Closed ieatmosquitos closed 8 years ago
First, are you integrating the library into your own application or are you using on of the demo executable (like pmicp
)?
In both cases, I suggest you to build your own yaml file because the default configuration rarely fit the needs for a specific application. Also, there is no involvement of the scaling in the default configuration. The full description of the default configuration can be found here: http://libpointmatcher.readthedocs.io/en/latest/DefaultICPConfig/#default-configuration-of-the-icp-chain
The default error minimizer used is PointToPlaneErrorMinimizer
.
You can confirm that by checking if the sum of each column of the rotation components (first three columns) equals to one.
To build your own yaml file, you can check those tutorials: http://libpointmatcher.readthedocs.io/en/latest/ICPIntro/
I am integrating the library in an application
I think there was an error on my side: I was not loading the configuration from the "default.yaml" configuration file. I was using the setDefault() function instead. By using a yaml configuration file, I actually get no scaling when running the icp algorithm.
I suppose the issue is SOLVED (even if I don't get why I get the scaling factor when using setDefault())
Thanks for your attention and sorry for my error
I double checked in the code for the default config and it's still PointToPlaneErrorMinimizer
(it could have chane without me noticing it).
Here is the line where setDefault()
is defined.
How did you detect that the transformation with scaling was used? There might be something else somewhere, but I would have to reproduce the problem on my side.
To detect whether a scaling is being applied, I copy the transformation that icp outputs and copy it into an Eigen::isometry3f and use the function "computeRotationScaling" or "computeScalingRotation" to get the rotational and scaling matrices that, chained, give the same transformation.
I here have a small example of the output a program that performs icp between two pointclouds, first using setDefault, and then loading a yaml file. Here, the scaling is borderline perceptible (0.999999), which leads me to think that that is just a disguised 1 (which would mean I am not able to reproduce the error).
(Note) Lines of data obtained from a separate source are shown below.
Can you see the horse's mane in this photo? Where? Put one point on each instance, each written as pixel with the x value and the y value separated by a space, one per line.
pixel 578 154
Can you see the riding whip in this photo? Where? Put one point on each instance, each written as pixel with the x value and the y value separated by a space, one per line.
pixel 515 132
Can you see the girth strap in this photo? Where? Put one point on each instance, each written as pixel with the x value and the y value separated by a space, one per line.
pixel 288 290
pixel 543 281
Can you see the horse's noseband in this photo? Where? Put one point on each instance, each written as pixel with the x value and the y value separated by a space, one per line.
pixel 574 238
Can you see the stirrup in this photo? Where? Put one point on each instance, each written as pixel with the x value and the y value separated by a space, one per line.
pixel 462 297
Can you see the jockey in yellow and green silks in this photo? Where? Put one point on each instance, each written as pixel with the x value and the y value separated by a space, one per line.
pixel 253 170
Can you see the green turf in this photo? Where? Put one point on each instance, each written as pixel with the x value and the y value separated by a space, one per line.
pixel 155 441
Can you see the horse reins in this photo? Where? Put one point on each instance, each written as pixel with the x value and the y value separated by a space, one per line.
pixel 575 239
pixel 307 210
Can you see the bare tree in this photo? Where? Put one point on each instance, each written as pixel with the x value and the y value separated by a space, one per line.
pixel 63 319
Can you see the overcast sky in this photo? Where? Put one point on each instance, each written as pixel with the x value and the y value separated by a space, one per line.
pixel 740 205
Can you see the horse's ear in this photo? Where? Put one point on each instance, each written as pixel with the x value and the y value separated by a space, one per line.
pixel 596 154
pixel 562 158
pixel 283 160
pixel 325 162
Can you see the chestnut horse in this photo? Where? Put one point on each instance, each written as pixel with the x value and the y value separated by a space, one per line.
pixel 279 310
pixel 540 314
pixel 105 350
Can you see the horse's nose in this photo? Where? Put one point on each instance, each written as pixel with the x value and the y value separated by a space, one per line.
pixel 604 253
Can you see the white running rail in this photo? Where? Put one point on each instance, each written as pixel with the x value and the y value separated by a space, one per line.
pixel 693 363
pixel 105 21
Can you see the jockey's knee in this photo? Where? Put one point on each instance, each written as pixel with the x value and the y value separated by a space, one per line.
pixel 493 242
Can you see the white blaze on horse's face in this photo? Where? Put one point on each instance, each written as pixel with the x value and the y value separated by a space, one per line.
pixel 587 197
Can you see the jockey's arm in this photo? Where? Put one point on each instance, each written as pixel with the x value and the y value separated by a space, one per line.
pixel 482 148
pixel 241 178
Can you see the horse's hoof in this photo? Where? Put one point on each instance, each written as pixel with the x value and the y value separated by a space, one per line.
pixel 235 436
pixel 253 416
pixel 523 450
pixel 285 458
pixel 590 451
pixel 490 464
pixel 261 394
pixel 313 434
Nonetheless the output is different from the time I load the yaml file:
=============
final transformation using setDefault:
0.973109 -0.224804 -0.0502279 -0.0149907
0.224476 0.974404 -0.0121649 -0.0265446
0.051677 0.000562803 0.998664 -0.0141397
0 0 0 1
rot_d:
0.973108 -0.224804 -0.0502279
0.224476 0.974404 -0.0121649
0.051677 0.000562806 0.998664
scal_d:
0.999999 6.98492e-09 -7.45058e-09
7.45058e-09 0.999999 7.45058e-09
-7.45058e-09 0 1
scal_d x rot_d:
0.973108 -0.224804 -0.0502279
0.224475 0.974404 -0.0121649
0.0516769 0.000562807 0.998663
=============
final transformation using yaml file:
0.972352 -0.22466 -0.0637202 0.00647198
0.224146 0.974437 -0.0151924 -0.027111
0.0655045 0.000489678 0.997852 0.0115668
0 0 0 1
rot_y:
0.972352 -0.22466 -0.0637203
0.224146 0.974437 -0.0151922
0.0655045 0.000489902 0.997852
scal_y:
1 -1.3411e-07 2.23517e-08
-1.19209e-07 1 -2.10479e-07
7.45058e-09 -2.10479e-07 1
scal_d x rot_d:
0.972352 -0.22466 -0.0637203
0.224146 0.974438 -0.0151925
0.0655045 0.000489695 0.997853
The yaml file I am using is the following:
readingDataPointsFilters:
- RandomSamplingDataPointsFilter:
prob: 0.5
referenceDataPointsFilters:
- SamplingSurfaceNormalDataPointsFilter:
knn: 10
matcher:
KDTreeMatcher:
knn: 1
epsilon: 0
outlierFilters:
- TrimmedDistOutlierFilter:
ratio: 0.75
errorMinimizer:
PointToPlaneErrorMinimizer
transformationCheckers:
- CounterTransformationChecker:
maxIterationCount: 40
- DifferentialTransformationChecker:
minDiffRotErr: 0.001
minDiffTransErr: 0.01
smoothLength: 4
#inspector:
# NullInspector
inspector:
VTKFileInspector:
baseFileName: pointmatcher-run1
dumpPerfOnExit: 0
dumpStats: 0
dumpIterationInfo: 1
dumpDataLinks: 0
dumpReading: 0
dumpReference: 0
logger:
NullLogger
# FileLogger
I copied it from the example default configuration. Maybe it's not the very same configuration that setDefault sets...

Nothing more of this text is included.